My little Timmy took his lobbying adventure in stride. He was charming and endearing, smiling and giggling almost on cue. Only once did he take off sprinting down the long corridor, squealing at the commotion he was causing. I tried to let him out of his stroller between appointments and he happily played with his blocks and munched on goldfish when I was in a meeting. He was covered with crumbs by the time I put him back into his car seat to go home, but he was also smiling from ear-to-ear.

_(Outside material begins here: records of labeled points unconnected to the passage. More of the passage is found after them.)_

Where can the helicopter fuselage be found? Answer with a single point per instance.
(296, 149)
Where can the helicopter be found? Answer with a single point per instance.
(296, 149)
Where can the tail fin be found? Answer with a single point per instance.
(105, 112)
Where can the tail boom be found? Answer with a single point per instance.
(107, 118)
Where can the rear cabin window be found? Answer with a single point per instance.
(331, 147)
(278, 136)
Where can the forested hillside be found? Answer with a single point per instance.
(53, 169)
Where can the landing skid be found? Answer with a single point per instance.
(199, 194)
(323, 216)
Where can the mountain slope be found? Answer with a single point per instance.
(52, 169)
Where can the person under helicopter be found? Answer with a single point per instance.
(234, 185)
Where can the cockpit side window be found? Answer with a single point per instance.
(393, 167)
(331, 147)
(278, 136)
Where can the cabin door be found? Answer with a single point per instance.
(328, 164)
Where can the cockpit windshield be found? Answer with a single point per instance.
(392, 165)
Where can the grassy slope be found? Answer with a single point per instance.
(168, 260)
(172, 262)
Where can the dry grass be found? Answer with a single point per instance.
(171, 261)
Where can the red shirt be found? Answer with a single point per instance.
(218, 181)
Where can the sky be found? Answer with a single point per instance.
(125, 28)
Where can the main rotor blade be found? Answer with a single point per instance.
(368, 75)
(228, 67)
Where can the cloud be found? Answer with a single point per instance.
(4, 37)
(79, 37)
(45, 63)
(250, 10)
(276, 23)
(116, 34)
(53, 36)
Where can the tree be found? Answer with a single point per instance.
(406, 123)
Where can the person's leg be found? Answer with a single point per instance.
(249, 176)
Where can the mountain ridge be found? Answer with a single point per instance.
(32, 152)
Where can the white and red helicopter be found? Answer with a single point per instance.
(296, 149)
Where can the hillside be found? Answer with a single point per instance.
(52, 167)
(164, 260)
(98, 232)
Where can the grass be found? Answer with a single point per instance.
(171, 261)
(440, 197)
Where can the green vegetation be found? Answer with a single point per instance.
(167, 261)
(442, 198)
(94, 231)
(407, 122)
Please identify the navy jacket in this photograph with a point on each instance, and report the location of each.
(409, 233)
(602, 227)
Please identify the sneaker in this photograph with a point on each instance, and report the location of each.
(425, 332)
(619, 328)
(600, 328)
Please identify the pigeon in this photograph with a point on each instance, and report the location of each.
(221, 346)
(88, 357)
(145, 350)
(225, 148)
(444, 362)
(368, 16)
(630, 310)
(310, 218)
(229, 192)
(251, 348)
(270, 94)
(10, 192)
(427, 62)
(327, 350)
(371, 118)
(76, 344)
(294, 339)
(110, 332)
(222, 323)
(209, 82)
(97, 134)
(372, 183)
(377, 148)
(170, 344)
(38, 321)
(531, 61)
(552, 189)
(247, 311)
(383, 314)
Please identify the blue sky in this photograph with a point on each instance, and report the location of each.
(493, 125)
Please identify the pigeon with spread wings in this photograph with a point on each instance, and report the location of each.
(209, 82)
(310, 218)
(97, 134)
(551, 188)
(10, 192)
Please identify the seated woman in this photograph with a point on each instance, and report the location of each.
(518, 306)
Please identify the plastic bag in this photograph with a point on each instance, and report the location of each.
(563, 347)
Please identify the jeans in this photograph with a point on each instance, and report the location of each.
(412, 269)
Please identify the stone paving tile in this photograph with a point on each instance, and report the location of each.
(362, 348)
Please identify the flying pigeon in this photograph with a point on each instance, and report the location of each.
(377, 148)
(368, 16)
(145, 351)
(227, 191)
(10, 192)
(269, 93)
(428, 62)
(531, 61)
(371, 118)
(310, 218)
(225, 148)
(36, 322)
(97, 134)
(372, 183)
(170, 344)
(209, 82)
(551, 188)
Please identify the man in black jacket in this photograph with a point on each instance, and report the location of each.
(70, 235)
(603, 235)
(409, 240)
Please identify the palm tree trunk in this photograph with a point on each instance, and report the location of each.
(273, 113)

My meetings went well. I can't say that I changed the world, but I definitely feel that I was heard. I spoke from my heart and from my own experience, relaying my future if my prosthetic care were dictated by the medicare proposals. The staffers were engaged throughout my meetings and asked questions that indicated that they were actually listening to my concerns. Hopefully our visit helped to move the needle on this issue, but at the least I know that I did my part.

It is imperative that everybody take the responsibility to advocate on this issue. Please don't wait for somebody else to fight this battle. If we are silent, we will lose and prosthetic care will return to the disco-era. United Healthcare, a private insurer, already indicated that they are incorporating aspects of these horrific proposals into their policies.

I don't consider myself an advocate, but I am willing to try because I feel so passionately about access to quality prosthetic care.  I think that too many people are afraid to make the calls to their elected officials because they are intimidated by the labels. I never envisioned that I would be going to Capital Hill to fight for prosthetic access, and I was definitely pushed outside of my comfort zone by going. However, I learned that it wasn't nearly as intimidating as I envisioned. In fact, it was so easy that a toddler could do it!

Who could say no to this little face?